Forum Moderators: goodroi
Read much, understood most, but one issue never seems to be adequately addressed in robots.txt docs - the trailing slash delimiter and its full power.
Everything I read says it's risky to omit it because
Disallow: /example
will also prevent robots from accessing my theoretical file under root called example.html - the trailing backslash prevents that omission.
------
Well, I'm unlikely to have an example.html file under root. However under /example I have more folders that I wish to keep private:
/example/assets
/example/liabilities
----
Which of the following statements or groups of statements will keep everything under /example from being indexed?
a) /example
b) /example/
c) /example/assets
/example/liabilities
d) or something different
Will the successful example also keep anything under assets & liabilities off limits too? Seems like inheritance should handle this, no?

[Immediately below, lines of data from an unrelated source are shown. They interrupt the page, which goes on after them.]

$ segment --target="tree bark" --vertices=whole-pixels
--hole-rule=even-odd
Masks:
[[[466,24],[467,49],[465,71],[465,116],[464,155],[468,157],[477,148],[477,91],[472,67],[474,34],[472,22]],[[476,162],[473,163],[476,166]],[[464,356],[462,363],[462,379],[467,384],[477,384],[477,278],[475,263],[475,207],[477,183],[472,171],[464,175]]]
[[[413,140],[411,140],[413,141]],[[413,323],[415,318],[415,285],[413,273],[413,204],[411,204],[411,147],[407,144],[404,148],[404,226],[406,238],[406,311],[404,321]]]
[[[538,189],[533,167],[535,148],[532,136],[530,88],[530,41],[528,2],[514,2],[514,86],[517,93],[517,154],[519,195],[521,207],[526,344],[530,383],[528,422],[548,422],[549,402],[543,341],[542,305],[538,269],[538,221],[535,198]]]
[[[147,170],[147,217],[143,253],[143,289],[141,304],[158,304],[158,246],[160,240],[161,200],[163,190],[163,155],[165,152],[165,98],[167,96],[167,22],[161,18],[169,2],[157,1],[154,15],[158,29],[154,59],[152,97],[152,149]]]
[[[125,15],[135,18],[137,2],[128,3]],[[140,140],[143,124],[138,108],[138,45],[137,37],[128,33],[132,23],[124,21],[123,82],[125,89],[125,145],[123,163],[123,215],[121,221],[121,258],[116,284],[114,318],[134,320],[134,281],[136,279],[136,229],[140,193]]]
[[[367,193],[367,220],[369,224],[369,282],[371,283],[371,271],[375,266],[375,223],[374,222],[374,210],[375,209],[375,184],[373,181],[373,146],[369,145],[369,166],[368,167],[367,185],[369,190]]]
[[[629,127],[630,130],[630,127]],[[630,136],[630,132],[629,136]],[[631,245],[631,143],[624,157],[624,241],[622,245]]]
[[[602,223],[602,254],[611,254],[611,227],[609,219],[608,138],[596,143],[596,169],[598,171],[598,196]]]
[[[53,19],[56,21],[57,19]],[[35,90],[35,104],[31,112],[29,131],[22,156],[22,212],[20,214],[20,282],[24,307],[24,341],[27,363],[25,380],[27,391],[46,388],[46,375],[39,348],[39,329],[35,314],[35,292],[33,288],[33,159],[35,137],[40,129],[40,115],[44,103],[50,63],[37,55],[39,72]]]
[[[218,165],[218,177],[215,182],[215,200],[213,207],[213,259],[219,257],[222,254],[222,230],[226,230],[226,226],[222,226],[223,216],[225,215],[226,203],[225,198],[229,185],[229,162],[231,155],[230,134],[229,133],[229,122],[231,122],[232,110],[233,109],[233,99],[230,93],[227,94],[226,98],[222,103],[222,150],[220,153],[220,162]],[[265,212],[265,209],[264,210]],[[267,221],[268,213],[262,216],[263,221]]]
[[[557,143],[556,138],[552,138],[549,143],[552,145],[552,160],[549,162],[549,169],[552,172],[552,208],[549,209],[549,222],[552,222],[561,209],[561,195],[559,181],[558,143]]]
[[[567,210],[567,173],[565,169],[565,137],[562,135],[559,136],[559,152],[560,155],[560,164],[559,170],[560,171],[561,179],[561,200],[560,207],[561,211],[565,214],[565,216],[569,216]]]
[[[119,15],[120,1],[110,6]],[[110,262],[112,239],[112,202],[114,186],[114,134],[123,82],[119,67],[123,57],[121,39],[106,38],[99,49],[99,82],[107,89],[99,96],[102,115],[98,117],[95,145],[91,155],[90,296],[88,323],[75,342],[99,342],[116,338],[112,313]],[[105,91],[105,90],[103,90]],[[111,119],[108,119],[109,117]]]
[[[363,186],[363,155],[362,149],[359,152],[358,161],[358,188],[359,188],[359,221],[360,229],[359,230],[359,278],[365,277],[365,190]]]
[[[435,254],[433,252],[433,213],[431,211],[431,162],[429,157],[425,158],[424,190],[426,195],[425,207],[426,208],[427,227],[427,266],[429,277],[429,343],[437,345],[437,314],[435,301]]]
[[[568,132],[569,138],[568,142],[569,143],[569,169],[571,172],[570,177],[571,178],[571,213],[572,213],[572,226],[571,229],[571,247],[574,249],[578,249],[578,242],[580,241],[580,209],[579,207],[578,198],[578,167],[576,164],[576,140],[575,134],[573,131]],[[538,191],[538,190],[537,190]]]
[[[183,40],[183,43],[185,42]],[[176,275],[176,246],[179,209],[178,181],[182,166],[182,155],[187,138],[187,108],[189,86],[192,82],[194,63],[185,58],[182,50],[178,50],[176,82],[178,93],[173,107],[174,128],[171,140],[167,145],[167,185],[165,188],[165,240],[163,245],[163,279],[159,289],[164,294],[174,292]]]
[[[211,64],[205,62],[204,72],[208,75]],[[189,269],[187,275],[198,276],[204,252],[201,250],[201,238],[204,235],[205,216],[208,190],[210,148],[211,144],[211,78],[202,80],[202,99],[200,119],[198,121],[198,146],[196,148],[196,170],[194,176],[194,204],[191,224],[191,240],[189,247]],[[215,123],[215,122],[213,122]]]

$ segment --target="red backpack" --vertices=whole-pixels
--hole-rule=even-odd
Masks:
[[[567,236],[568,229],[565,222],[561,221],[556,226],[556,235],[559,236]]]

Thank you so much for the expert answer I know is shortly forthcoming!
Israel
But yes you are right in that disallow: /example would also disallow GET /example.html or anything else starting with /example
I'd advice avoiding having directories the same name as other resources as how various bots handle this issue varies. I know of at least one search engine that will strip the trailing slashes of disallow's just to be safe.
I'd advice avoiding having directories the same name as other resources as how various bots handle this issue varies.
Dijkgraaf,
I'm very careful to not name a directory the same as a page name, etc. However, I guess my real concern, which I didn't make too clear, is this:
Disallow: /example
Will the above prevent most robots from going any deeper into folders below example like:
/example/assets
/example/liabilities
-- or --
must those deeper folders also be mentioned in robots.txt?
---
Funny how I look at all different robots.txt files on "authority" sites whom you think would be using the best method and I see a variety of syntaxes in use!
Sometimes, the trailing slash
Sometimes, no trailing slash
Sometimes, the higher level folder and well as folders beneath it are on their own lines
----
All I'm concerned with is this issue though:
I'm inclined to believe that /examples will prevent most robots from going any deeper into folders under /examples. Would you agree?
Thanks,
Israel
User-agent: SomeAgent
Disallow: /
User-agent: *
Disallow: /
will cause Google to spider the entire site.
There MUST be a blank line BEFORE the SECOND user-agent declaration, otherwise, to Google at least, it looks like there is only a disallow rule for only "SomeAgent".